Прошло несколько лет. В 1916 году приехал сюда подлечиться художник Пьер Брюн, и вскоре за ним потянулась новая волна художников. Искусствоведы относят их ко «второму периоду школы Сере». Среди них были и два обитателя «Улья» — Сутин и Кремень. На более или менее долгие сроки приезжали сюда Шагал, Дюфи, Кокто, дадаист Тристан Тцара, композитор Сен-Санс… Пьер Брюн основал здесь позднее великолепный музей современного искусства.
Что же до Сутина, то он в первый свой приезд, ошеломленный здешними пейзажами, писал исступленно (а позднее так же исступленно уничтожал полотна этого периода).

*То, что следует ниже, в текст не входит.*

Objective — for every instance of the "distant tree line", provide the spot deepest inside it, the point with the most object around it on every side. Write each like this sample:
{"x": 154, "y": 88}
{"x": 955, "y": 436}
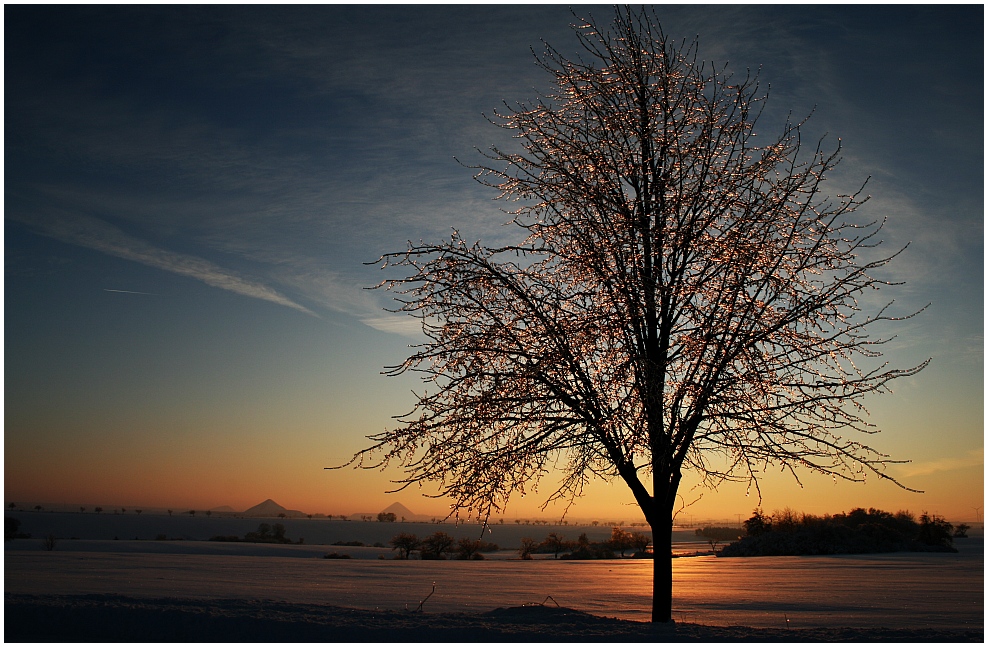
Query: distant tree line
{"x": 787, "y": 532}
{"x": 440, "y": 545}
{"x": 621, "y": 541}
{"x": 265, "y": 534}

Из Сере Сутин вернулся в Кань-сюр-Мер, потом посетил Сен-Поль-де-Ванс… По словам русского искусствоведа В. Кулакова, «на Ривьере выкристаллизовался… стиль Сутина — неповторимо-звучный, драматический колоризм, в котором так заметна одержимость рубиново-красными тонами, приемы деформации изображения, открытая эмоциональность письма».
На Лазурном Берегу Сутин узнал о смерти своего друга Модильяни и его возлюбленной Жанны, носившей под сердцем их второго ребенка и выбросившейся после похорон Амедео из окна родительской квартиры.
Из долгого южного странствия Сутин привез в Париж больше двух сотен холстов, однако все эти груды хлама (которым очень скоро суждено было стать сокровищем) щедро расточались им или пылились у Зборовского на улице Жозеф-Бара в тесной квартирке, на одной из дверей которой Модильяни написал когда-то портрет своего русского друга.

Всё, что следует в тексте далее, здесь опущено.